Son dönemlerde kamuoyunun gündemine oturan Nihal Candan’ın tutukluluk sürecinde anoreksiya nevroza hastalığına yakalanması, yeme bozukluklarının ardındaki psikolojik dinamikleri yeniden tartışmaya açtı. Uzman Klinik Psikolog Ela Aşar, anoreksiyanın yalnızca bedensel değil, derin bir ruhsal çöküşü temsil ettiğini belirterek önemli uyarılarda bulundu.
Ela Aşar’a göre anoreksiya, sanıldığı gibi bir güzellik ideali uğruna değil, bireyin görünmezliğe mahkum edildiği bir dünyada yeniden görünür olma çabasıyla başlıyor. “Bu hastalıkta asıl mesele yemek değil, benliktir” diyen Aşar, anoreksiyanın beyinde başlayıp etkilerini beden üzerinde gösterdiğini vurguluyor.
Hapishane Koşulları ve Kontrol Kaybı Anoreksiyayı Tetikliyor
Nihal Candan örneği üzerinden değerlendirmelerde bulunan Aşar, tutuklu bireylerin tüm yaşam alanlarının sınırlandığı ortamlarda beden üzerinde kontrol kurma arzusunun arttığını ifade etti. “Ne zaman uyanacağınızdan ne giyeceğinize kadar her şeyin belirlendiği bir dünyada, insanın kontrol edebileceği tek alan bedeni kalır. Kilo kaybı burada bir özgürlük hissine dönüşebilir” diyen Aşar, anoreksiyanın bu bağlamda pasif bir cezalandırma ve varoluşu yeniden inşa etme aracı haline gelebildiğini aktardı.
Yemeği Reddetmek, Suçlamaları Reddetmenin Simgesi
Aşar’a göre anoreksik birey için yemek yememek bir savunma biçimidir. “Zayıflamak, arınmak ve kontrolü tekrar ele almak anlamına gelir” diyen uzman psikolog, medyada özgüvenli ve estetik algısı yüksek bir figür olarak tanınan Nihal Candan’ın yaşadığı ani statü kaybının, benliğinde ciddi bir yaralanmaya neden olmuş olabileceğini belirtti.

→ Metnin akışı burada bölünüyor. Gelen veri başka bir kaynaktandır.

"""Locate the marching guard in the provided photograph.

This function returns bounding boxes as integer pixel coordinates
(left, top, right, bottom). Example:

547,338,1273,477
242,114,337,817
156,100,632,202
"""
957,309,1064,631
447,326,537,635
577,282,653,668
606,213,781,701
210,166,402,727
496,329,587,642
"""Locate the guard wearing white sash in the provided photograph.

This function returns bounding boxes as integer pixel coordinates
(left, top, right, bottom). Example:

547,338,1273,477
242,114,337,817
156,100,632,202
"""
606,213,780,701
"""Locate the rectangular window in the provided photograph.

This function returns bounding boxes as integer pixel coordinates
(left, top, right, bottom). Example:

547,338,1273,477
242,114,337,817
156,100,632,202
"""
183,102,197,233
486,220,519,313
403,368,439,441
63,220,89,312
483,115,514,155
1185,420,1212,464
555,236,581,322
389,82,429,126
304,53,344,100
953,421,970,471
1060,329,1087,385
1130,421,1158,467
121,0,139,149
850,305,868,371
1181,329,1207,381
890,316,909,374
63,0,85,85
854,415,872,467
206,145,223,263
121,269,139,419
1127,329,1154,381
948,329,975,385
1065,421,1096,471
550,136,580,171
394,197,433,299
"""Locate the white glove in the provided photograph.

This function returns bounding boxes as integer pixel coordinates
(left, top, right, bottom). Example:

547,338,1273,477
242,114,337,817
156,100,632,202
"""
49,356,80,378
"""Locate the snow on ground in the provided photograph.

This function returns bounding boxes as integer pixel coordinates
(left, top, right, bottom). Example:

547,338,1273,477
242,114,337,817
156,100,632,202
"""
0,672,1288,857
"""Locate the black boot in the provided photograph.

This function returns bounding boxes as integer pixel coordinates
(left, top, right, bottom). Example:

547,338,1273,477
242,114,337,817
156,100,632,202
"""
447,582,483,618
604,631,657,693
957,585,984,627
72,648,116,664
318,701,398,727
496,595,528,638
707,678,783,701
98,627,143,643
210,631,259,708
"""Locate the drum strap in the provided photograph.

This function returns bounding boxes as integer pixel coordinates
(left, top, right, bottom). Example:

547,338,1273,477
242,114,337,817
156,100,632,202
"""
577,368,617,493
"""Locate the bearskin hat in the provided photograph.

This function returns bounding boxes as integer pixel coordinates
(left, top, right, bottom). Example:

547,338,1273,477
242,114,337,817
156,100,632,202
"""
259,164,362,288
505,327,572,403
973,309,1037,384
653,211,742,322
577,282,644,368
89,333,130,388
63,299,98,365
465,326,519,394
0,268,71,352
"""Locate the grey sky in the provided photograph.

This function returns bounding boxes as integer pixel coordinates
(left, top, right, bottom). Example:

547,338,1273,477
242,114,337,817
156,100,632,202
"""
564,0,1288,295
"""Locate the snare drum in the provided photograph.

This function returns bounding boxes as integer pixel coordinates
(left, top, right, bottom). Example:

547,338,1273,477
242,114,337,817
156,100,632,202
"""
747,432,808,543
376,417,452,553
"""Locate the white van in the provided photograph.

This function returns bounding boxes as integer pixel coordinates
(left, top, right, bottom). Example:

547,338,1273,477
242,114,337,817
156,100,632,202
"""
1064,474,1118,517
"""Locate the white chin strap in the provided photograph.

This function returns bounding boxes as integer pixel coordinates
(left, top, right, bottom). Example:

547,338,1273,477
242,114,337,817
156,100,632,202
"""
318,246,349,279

Tedaviye Neden Direnç Gösteriliyor?
Uzman Klinik Psikolog Ela Aşar, anoreksik bireylerin büyük bir kısmının tedaviye gönülsüz yaklaştığını veya süreci yarıda bıraktığını ifade etti. “Zayıflık onlar için bir başarı, bir varlık alanıdır. Açlık beynin işleyişini bozar; serotonin ve dopamin üretimi azalır, düşünsel yetiler körelir, içgörü kaybolur. Artık ölüm bile fark edilmez hale gelir” diyerek tedavi süreçlerinde karşılaşılan zorluklara dikkat çekti.
Anoreksiyanın sadece fiziksel değil, aynı zamanda ağır bir psikolojik hastalık olduğunu hatırlatan Aşar, bu tür durumlarda uzman desteğinin ve çevresel anlayışın hayati önem taşıdığını vurguladı.